The specific measurements and observations selected for an evaluation form the basis for the verification methodologies and estimates of forecast accuracy.  Due to the nature of aviation weather, the available observational datasets often do not directly represent the forecast attributes being evaluated; thus, inferences and comparisons based on a variety of observational datasets are used to establish forecast quality. The statistical verification methodologies are designed to represent the operational use of the aviation forecasts. Because characteristics of aviation forecasts and observations often are different from standard forecasts and observations, the QA PDT typically must develop new advanced verification methodologies that provide more appropriate or better measures of forecast accuracy than standard approaches.  For example, the QA PDT has developed specific criteria regarding the appropriate use of information from PIREPs for evaluation of icing and turbulence forecasts. These criteria are necessary due to the non-systematic and subjective nature of the reports. To represent the uncertainty associated with various verification statistics, T. Fowler developed methods based on re-sampling techniques to estimate confidence intervals for the statistics. These methods are commonly applied in the QA studies, to provide meaningful comparisons among forecasting systems. New object-based methods are being developed by R. Bullock, B. Brown, and J. Halley Gotway to provide more meaningful measurements of the performance of convective weather forecasts. This approach provides one pathway toward development of verification metrics that provide information that is operationally meaningful. The QA PDT (including R. Bullock, J. Wolff, and J. HalleyGotway) is also in the process of developing the ability to evaluate forecast performance as a function of air traffic flow reductions and operational risk.

Results/Recent Accomplishments


Histogram showing error in ceiling height (METAR-NCV-A).  Figure taken from Quality Assessment Report: National Ceiling and Visibility Analysis Product, 2005:  Quality Assessment Team. (click on image to enlarge).

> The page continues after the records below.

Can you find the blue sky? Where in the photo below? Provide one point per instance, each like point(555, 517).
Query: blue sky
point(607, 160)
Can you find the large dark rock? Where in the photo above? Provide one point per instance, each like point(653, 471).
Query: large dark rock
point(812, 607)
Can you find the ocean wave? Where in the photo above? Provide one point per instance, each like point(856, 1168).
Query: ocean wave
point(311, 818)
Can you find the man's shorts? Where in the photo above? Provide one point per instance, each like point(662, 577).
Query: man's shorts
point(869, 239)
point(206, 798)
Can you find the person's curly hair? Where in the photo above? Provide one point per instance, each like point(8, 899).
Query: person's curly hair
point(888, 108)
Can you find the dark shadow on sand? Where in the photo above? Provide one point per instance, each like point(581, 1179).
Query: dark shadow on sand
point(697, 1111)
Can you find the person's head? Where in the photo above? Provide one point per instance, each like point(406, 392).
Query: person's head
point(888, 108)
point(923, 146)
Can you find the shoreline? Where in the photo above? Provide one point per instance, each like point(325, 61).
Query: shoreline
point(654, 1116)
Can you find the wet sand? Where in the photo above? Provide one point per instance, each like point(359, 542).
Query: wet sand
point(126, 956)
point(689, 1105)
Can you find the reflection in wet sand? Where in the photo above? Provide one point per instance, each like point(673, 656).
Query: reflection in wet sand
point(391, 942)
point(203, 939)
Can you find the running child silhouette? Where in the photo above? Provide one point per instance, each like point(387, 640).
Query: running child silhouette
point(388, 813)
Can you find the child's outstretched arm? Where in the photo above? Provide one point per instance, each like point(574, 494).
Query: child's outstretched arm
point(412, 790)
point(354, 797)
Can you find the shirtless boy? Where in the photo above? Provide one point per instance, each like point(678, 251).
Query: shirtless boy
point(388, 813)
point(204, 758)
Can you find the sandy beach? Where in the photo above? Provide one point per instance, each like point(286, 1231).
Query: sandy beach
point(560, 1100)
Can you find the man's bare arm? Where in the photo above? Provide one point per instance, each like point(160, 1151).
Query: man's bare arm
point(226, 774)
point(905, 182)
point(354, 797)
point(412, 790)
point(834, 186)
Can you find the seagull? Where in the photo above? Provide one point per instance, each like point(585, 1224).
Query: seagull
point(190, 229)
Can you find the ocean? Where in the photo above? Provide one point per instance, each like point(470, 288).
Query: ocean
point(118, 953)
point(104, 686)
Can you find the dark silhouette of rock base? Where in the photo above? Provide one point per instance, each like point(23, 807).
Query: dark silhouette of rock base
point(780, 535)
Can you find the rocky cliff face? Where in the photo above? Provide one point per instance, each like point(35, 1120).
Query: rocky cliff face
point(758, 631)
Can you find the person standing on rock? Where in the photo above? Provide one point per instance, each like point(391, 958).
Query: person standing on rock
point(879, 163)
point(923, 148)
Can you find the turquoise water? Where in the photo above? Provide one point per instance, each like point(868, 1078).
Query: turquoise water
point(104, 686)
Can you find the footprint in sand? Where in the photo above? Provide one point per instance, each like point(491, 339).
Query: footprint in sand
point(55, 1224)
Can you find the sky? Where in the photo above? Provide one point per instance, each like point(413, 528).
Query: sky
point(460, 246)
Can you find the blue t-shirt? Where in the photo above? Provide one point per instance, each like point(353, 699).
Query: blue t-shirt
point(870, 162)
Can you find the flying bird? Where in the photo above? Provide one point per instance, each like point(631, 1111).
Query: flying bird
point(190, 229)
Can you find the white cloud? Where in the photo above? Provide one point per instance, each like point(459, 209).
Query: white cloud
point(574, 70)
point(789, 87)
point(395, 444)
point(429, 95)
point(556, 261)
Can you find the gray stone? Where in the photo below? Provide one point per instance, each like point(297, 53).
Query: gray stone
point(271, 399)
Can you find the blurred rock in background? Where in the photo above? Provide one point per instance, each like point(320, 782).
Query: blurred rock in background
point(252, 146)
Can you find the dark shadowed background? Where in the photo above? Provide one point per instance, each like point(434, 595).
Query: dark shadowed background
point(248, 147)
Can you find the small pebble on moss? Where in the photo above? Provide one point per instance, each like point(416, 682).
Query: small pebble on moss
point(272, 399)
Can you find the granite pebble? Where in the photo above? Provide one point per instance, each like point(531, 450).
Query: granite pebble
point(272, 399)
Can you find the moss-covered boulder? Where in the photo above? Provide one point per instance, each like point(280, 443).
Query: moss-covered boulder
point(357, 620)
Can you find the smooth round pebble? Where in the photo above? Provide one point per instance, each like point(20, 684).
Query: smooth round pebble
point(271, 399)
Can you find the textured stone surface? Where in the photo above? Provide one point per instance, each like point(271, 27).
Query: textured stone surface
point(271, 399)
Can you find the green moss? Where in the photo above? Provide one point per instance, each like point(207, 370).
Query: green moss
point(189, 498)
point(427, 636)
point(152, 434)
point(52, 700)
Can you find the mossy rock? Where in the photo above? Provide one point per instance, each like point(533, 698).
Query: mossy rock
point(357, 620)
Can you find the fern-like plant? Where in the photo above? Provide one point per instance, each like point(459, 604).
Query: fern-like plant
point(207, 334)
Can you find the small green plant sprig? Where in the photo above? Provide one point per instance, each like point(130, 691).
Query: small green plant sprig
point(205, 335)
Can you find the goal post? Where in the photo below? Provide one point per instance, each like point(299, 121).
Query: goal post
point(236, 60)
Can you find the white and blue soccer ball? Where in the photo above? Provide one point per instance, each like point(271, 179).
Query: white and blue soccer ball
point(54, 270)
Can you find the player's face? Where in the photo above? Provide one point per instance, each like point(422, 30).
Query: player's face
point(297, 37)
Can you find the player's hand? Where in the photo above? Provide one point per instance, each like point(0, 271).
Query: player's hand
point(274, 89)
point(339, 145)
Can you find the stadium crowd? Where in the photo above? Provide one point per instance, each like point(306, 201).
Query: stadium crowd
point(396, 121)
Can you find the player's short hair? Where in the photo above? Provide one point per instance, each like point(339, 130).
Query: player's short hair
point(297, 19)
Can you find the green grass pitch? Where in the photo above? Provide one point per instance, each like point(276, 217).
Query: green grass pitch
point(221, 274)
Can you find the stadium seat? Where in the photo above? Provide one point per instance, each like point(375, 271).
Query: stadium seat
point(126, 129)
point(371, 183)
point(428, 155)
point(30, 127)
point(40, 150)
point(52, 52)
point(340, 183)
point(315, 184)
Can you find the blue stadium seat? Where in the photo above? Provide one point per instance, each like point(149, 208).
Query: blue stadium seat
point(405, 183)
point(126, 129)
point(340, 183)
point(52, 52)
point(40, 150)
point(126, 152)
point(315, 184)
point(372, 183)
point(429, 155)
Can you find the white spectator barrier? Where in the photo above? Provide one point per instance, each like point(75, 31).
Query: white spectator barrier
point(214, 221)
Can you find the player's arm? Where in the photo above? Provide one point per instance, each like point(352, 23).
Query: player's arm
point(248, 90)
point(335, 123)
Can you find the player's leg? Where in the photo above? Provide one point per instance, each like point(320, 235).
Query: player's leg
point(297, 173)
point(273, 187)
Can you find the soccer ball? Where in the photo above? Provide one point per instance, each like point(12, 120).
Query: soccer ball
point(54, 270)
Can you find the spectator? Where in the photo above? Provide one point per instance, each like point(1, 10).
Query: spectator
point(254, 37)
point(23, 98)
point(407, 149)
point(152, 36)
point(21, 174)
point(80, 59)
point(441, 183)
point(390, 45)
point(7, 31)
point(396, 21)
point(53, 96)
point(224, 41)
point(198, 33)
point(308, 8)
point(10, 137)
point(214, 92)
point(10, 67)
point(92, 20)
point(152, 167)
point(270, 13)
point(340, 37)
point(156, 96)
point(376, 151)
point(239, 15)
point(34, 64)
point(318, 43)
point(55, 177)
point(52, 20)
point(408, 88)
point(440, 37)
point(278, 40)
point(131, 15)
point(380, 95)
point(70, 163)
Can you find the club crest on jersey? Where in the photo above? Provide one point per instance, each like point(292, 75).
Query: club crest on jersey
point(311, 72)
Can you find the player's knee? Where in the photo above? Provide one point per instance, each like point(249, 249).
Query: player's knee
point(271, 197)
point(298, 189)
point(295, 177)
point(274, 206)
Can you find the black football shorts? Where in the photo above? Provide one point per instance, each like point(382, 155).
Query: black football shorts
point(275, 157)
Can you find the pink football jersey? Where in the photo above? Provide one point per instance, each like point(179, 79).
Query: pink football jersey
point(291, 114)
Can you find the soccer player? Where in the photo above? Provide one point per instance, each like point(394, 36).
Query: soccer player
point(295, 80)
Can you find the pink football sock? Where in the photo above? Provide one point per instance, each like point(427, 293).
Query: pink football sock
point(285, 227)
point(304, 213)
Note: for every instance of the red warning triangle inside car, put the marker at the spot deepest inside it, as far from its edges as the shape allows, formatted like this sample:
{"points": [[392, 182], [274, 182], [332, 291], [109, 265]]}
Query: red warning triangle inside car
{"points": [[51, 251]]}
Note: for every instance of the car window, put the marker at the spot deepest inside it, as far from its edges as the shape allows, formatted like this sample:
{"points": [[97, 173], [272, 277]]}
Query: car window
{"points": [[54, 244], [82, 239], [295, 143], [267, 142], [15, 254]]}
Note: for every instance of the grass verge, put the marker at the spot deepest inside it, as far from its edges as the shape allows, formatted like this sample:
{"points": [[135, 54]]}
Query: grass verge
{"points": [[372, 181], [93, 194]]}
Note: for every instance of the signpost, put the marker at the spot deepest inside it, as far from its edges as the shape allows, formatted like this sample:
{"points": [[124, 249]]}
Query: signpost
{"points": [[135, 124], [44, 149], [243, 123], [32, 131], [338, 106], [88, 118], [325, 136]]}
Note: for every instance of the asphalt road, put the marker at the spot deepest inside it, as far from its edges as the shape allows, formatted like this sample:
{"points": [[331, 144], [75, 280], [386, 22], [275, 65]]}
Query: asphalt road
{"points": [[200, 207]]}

Over the past year, T. Fowler, A. Holmes, and others in the QA PDT completed evaluations for the National Ceiling and Visibility Analysis (NCV-A) algorithm, in support of its transition to experimental status. This evaluation was performed using a cross-validation technique, in which subsets of observation stations were held out from the algorithm and used for verification. Another study, which included contributions from A. Takacs, L. Holland, R. Hueftle, and E. Gilleland, focused on evaluation of the Oceanic Weather Cloud Top Height algorithm; this study used a variety of observational datasets, including radar, rawinsonde, and satellite, to infer forecast quality over oceanic domains. The results of these studies were summarized in written reports and provided to the AWTT TRP. The QA PDT also continued to prepare for evaluations of the National Convective Weather Forecast (NCWF-2); the NCV Forecast product; the Current and Forecast Icing Potential severity algorithms; and the Graphical Turbulence Guidance.